Stanley’s desire to teach started when she was in elementary school.
“I was inspired (to teach) by my fifth-grade teacher, Mrs. Knifley,” Stanley said. “We just did lots of exciting things.”
Stanley was a fourth- and fifth-grade teacher for 17 years in Banner Elk before accepting her first position at App State as program coordinator for the Gaining Early Awareness and Readiness for Undergraduate Programs grant.
The GEAR UP grant aimed to excite first-generation college students about school.
“When I first finished college I couldn’t find a teaching job, so I didn’t teach until I was 30,” Stanley said
Stanley has also acted as a mentor and director of the Teaching Fellows program. When the Teaching Fellows program was cut in North Carolina in 2015, Stanley and others created the Appalachian Community of Education Scholars program in its place.
The ACES program is a four-year program that teaches professional development and community service.
Stanley said one of her favorite memories of her career was winning the Harvey Durham Outstanding Freshman Advocate Award in 2015, which is given to one full-time App State faculty member every year who has contributed significantly to freshmen succeeding on App State’s campus.
“She is an advocate for the students and their success in college and life, as well as an advocate for teachers here in the state,” scholarship coordinator and accelerated admissions recruiter in the James Center Rebekah Saylors wrote in an email.
Stanley said a person who inspired her was Michael Jacobson, who used to teach in The Honors College at App State.
Jacobson participated in a program called “Teacher on Loan” in which professors teach at a college and in a grade school classroom for a year each and alternate.

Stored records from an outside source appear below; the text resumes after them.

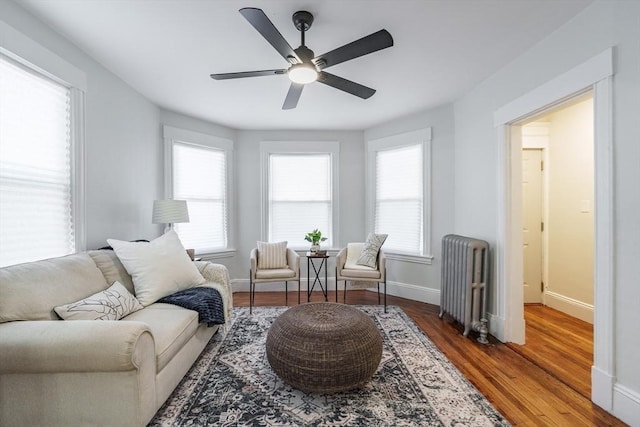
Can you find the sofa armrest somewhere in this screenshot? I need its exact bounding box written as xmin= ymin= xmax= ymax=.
xmin=196 ymin=261 xmax=233 ymax=325
xmin=336 ymin=248 xmax=347 ymax=272
xmin=287 ymin=248 xmax=300 ymax=281
xmin=378 ymin=249 xmax=387 ymax=282
xmin=249 ymin=248 xmax=258 ymax=281
xmin=0 ymin=320 xmax=155 ymax=374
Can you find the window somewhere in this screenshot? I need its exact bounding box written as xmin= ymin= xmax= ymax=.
xmin=368 ymin=130 xmax=430 ymax=262
xmin=261 ymin=142 xmax=338 ymax=249
xmin=0 ymin=54 xmax=84 ymax=267
xmin=164 ymin=126 xmax=233 ymax=255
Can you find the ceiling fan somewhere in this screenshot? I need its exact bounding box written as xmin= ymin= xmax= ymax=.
xmin=211 ymin=7 xmax=393 ymax=110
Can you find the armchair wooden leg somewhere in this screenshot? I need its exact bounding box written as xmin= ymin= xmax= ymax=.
xmin=384 ymin=280 xmax=387 ymax=313
xmin=249 ymin=270 xmax=253 ymax=314
xmin=342 ymin=280 xmax=347 ymax=304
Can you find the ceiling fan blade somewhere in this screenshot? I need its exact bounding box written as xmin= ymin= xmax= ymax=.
xmin=318 ymin=71 xmax=376 ymax=99
xmin=313 ymin=30 xmax=393 ymax=70
xmin=240 ymin=7 xmax=302 ymax=64
xmin=282 ymin=83 xmax=304 ymax=110
xmin=210 ymin=69 xmax=287 ymax=80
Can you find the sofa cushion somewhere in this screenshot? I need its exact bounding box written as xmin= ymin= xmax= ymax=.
xmin=107 ymin=230 xmax=205 ymax=306
xmin=0 ymin=253 xmax=109 ymax=323
xmin=54 ymin=282 xmax=142 ymax=320
xmin=121 ymin=304 xmax=198 ymax=372
xmin=87 ymin=250 xmax=136 ymax=294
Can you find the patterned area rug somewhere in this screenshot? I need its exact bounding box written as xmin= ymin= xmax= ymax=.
xmin=149 ymin=306 xmax=509 ymax=426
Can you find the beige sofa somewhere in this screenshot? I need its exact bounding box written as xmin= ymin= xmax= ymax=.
xmin=0 ymin=250 xmax=233 ymax=427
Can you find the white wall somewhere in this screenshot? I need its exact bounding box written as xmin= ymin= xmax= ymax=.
xmin=363 ymin=105 xmax=454 ymax=305
xmin=454 ymin=1 xmax=640 ymax=425
xmin=0 ymin=1 xmax=162 ymax=248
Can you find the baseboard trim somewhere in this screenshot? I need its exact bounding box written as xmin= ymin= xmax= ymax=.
xmin=613 ymin=384 xmax=640 ymax=426
xmin=487 ymin=312 xmax=505 ymax=342
xmin=231 ymin=277 xmax=342 ymax=292
xmin=544 ymin=291 xmax=593 ymax=324
xmin=591 ymin=366 xmax=614 ymax=412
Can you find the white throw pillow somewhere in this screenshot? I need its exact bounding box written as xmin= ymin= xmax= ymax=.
xmin=258 ymin=241 xmax=287 ymax=269
xmin=356 ymin=233 xmax=387 ymax=268
xmin=54 ymin=281 xmax=143 ymax=320
xmin=344 ymin=242 xmax=364 ymax=270
xmin=107 ymin=230 xmax=205 ymax=307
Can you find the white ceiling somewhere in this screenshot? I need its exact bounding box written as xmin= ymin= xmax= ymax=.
xmin=18 ymin=0 xmax=591 ymax=130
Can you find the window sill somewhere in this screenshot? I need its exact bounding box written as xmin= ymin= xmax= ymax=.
xmin=196 ymin=249 xmax=236 ymax=261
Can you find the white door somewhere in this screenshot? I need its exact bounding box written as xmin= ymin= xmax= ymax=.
xmin=522 ymin=149 xmax=543 ymax=304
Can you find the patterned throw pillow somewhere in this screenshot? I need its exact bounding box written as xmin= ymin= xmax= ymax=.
xmin=356 ymin=233 xmax=388 ymax=268
xmin=258 ymin=241 xmax=287 ymax=269
xmin=54 ymin=282 xmax=142 ymax=320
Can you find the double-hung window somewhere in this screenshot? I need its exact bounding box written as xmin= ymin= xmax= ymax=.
xmin=261 ymin=142 xmax=339 ymax=249
xmin=367 ymin=129 xmax=431 ymax=262
xmin=164 ymin=126 xmax=233 ymax=255
xmin=0 ymin=48 xmax=84 ymax=267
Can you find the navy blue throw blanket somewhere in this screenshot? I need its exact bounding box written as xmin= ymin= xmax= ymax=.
xmin=158 ymin=286 xmax=224 ymax=327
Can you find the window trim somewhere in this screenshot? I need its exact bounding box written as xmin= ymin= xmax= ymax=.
xmin=162 ymin=125 xmax=236 ymax=260
xmin=0 ymin=25 xmax=87 ymax=253
xmin=365 ymin=127 xmax=433 ymax=264
xmin=260 ymin=141 xmax=340 ymax=251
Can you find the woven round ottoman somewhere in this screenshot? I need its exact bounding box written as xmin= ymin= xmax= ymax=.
xmin=267 ymin=302 xmax=382 ymax=393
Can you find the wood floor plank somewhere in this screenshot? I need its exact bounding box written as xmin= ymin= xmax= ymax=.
xmin=508 ymin=305 xmax=593 ymax=399
xmin=233 ymin=290 xmax=625 ymax=426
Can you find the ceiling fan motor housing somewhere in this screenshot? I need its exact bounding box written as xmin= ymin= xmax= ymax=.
xmin=292 ymin=10 xmax=313 ymax=32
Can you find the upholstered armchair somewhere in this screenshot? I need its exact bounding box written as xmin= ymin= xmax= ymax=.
xmin=249 ymin=242 xmax=300 ymax=313
xmin=336 ymin=243 xmax=387 ymax=313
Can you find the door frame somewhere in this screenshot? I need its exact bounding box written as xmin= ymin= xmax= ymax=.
xmin=522 ymin=145 xmax=549 ymax=305
xmin=490 ymin=48 xmax=615 ymax=411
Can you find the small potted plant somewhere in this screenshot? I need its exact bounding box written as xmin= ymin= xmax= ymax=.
xmin=304 ymin=228 xmax=327 ymax=252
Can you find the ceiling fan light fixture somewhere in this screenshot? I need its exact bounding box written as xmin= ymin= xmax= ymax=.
xmin=287 ymin=64 xmax=318 ymax=85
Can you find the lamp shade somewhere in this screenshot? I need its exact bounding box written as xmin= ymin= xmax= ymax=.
xmin=151 ymin=199 xmax=189 ymax=224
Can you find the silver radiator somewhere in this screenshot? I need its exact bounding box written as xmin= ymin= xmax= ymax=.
xmin=440 ymin=234 xmax=489 ymax=344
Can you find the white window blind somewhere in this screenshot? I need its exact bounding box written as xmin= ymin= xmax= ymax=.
xmin=173 ymin=141 xmax=228 ymax=254
xmin=374 ymin=144 xmax=424 ymax=255
xmin=268 ymin=153 xmax=333 ymax=248
xmin=0 ymin=55 xmax=75 ymax=267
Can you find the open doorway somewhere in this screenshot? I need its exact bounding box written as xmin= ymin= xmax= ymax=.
xmin=521 ymin=91 xmax=594 ymax=323
xmin=511 ymin=91 xmax=594 ymax=397
xmin=489 ymin=48 xmax=615 ymax=411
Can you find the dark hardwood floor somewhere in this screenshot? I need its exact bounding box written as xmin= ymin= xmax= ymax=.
xmin=508 ymin=305 xmax=593 ymax=399
xmin=233 ymin=290 xmax=625 ymax=426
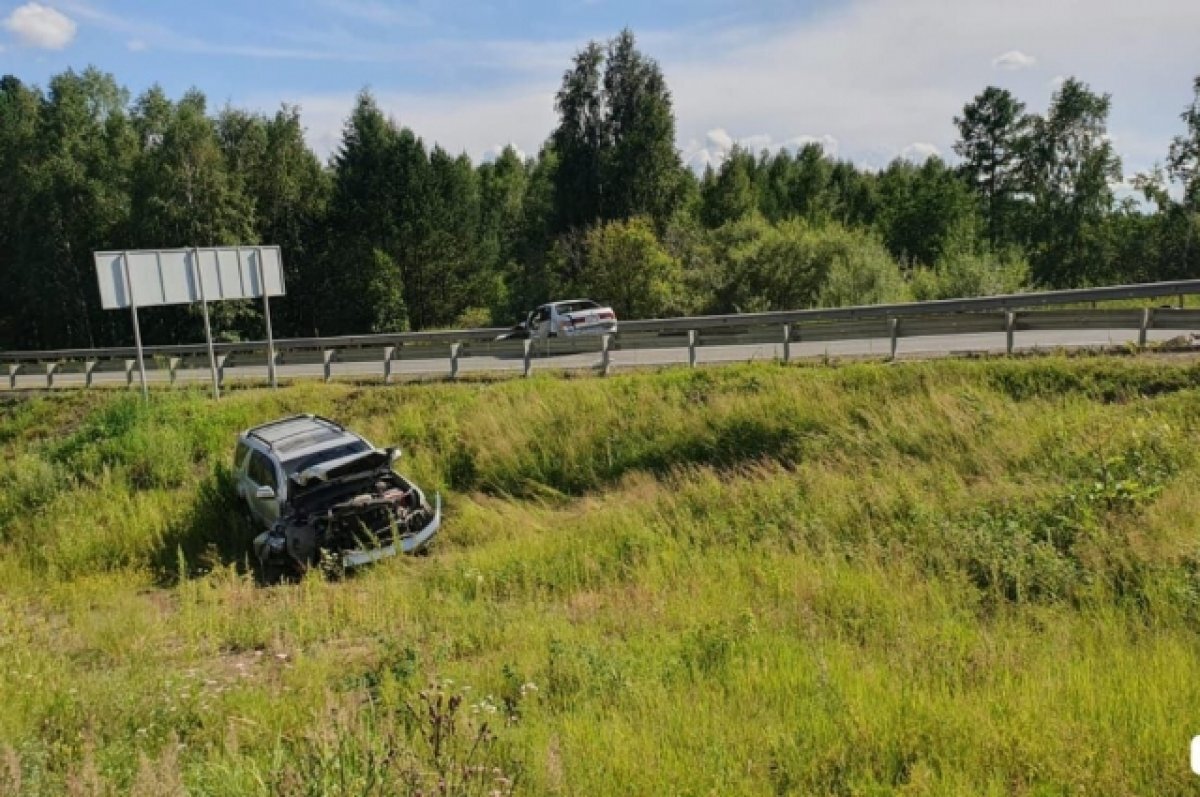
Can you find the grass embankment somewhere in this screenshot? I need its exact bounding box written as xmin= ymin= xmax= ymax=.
xmin=0 ymin=359 xmax=1200 ymax=795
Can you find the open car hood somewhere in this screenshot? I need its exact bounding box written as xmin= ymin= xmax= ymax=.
xmin=292 ymin=449 xmax=389 ymax=487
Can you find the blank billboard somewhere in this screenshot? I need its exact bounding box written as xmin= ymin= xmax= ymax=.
xmin=95 ymin=246 xmax=283 ymax=310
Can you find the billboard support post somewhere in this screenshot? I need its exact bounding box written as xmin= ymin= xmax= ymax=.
xmin=192 ymin=246 xmax=221 ymax=401
xmin=121 ymin=252 xmax=150 ymax=401
xmin=258 ymin=250 xmax=280 ymax=389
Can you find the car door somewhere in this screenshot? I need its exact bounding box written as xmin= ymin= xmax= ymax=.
xmin=246 ymin=449 xmax=282 ymax=526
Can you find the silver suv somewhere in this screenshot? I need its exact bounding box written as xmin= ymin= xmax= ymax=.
xmin=233 ymin=415 xmax=442 ymax=582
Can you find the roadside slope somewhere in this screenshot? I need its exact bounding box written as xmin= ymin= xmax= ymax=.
xmin=0 ymin=358 xmax=1200 ymax=795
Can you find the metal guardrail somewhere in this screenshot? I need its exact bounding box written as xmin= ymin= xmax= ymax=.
xmin=7 ymin=280 xmax=1200 ymax=389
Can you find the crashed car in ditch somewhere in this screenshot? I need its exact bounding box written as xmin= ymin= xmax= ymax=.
xmin=496 ymin=299 xmax=617 ymax=341
xmin=233 ymin=415 xmax=442 ymax=582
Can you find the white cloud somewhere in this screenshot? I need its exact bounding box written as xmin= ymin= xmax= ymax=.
xmin=4 ymin=2 xmax=76 ymax=49
xmin=223 ymin=0 xmax=1200 ymax=177
xmin=991 ymin=50 xmax=1038 ymax=72
xmin=900 ymin=142 xmax=942 ymax=163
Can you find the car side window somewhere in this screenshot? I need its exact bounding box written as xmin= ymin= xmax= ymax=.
xmin=246 ymin=451 xmax=280 ymax=490
xmin=233 ymin=441 xmax=250 ymax=471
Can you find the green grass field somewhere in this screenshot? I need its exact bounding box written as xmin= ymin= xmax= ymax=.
xmin=0 ymin=358 xmax=1200 ymax=796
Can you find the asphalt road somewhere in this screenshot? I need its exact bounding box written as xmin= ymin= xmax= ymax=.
xmin=7 ymin=329 xmax=1181 ymax=389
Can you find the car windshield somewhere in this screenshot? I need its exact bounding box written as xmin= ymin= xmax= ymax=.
xmin=283 ymin=441 xmax=371 ymax=477
xmin=558 ymin=299 xmax=600 ymax=313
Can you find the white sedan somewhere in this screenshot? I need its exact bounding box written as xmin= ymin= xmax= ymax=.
xmin=500 ymin=299 xmax=617 ymax=338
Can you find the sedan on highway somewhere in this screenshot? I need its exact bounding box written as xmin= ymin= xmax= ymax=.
xmin=497 ymin=299 xmax=617 ymax=340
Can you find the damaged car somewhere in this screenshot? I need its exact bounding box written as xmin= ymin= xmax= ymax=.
xmin=233 ymin=415 xmax=442 ymax=583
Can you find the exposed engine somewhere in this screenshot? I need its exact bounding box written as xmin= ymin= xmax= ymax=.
xmin=272 ymin=472 xmax=433 ymax=565
xmin=312 ymin=480 xmax=430 ymax=551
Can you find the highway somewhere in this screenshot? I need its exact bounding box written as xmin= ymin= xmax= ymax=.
xmin=7 ymin=329 xmax=1181 ymax=390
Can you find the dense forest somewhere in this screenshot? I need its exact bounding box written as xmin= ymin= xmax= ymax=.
xmin=0 ymin=31 xmax=1200 ymax=348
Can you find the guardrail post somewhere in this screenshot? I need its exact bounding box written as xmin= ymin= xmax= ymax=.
xmin=320 ymin=349 xmax=337 ymax=382
xmin=383 ymin=346 xmax=396 ymax=384
xmin=600 ymin=335 xmax=612 ymax=377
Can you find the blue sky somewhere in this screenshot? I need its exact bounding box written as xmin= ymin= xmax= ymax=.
xmin=0 ymin=0 xmax=1200 ymax=182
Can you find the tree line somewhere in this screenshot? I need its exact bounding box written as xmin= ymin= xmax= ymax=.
xmin=0 ymin=30 xmax=1200 ymax=348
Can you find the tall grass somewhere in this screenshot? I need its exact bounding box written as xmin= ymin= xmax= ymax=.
xmin=0 ymin=358 xmax=1200 ymax=795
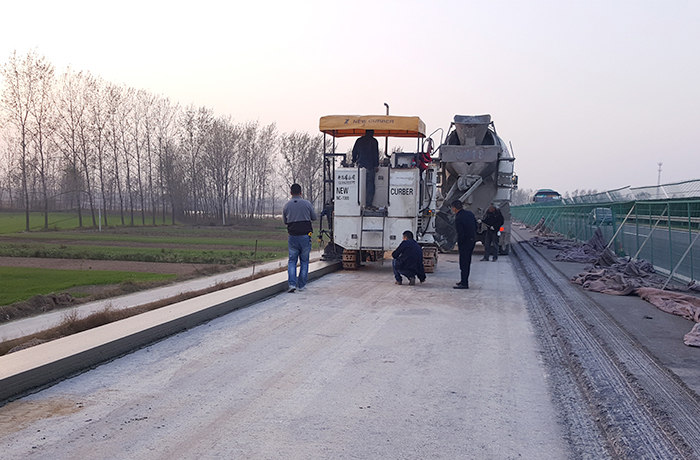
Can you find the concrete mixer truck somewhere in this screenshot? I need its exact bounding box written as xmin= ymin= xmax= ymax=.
xmin=318 ymin=115 xmax=517 ymax=273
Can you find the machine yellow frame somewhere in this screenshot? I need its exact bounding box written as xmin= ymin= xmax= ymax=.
xmin=319 ymin=115 xmax=425 ymax=138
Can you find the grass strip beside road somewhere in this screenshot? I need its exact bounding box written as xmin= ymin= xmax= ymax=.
xmin=0 ymin=267 xmax=175 ymax=305
xmin=3 ymin=231 xmax=287 ymax=248
xmin=0 ymin=241 xmax=286 ymax=265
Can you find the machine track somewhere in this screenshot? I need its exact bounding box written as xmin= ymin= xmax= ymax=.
xmin=512 ymin=234 xmax=700 ymax=459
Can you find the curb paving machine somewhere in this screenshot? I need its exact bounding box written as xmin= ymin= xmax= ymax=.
xmin=318 ymin=115 xmax=517 ymax=273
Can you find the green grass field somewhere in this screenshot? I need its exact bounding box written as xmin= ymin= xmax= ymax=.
xmin=0 ymin=212 xmax=296 ymax=305
xmin=0 ymin=267 xmax=175 ymax=305
xmin=0 ymin=243 xmax=286 ymax=266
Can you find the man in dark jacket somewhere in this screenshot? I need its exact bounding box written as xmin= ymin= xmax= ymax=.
xmin=282 ymin=184 xmax=316 ymax=292
xmin=391 ymin=230 xmax=425 ymax=286
xmin=481 ymin=204 xmax=503 ymax=262
xmin=452 ymin=200 xmax=476 ymax=289
xmin=352 ymin=129 xmax=379 ymax=208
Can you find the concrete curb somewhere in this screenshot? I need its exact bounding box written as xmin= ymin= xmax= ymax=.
xmin=0 ymin=262 xmax=342 ymax=404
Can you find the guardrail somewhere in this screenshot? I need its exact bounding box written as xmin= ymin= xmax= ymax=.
xmin=511 ymin=199 xmax=700 ymax=283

“I applied for that position but I didn’t have a master’s degree,” Stanley said. “He called me into his office and said, ‘You’re the person we wanted to hire but you don’t have a master’s and we can’t hire you. You’ve got to go back and get your master’s.’”
Stanley went back to school for her master’s and said Jacobson was one of her favorite professors during that time.
“Before he retired, I actually co-taught an honors freshman seminar class with him for three years,” Stanley said.
Stanley said she is retiring to spend time with her family and do things she doesn’t have time for now.
“I have four little bitty grandkids,” Stanley said. “I love to do things outdoors. I just don’t have a lot of time to do things I want to do.”
Stanley said she is going to miss everyone at App State, but is looking forward to retirement.
The James Center will hire a replacement after an interim director serves for six months, Stanley said.
“(App State) has been a great place for me. I’ve enjoyed the students. They’re pretty incredible,” Stanley said.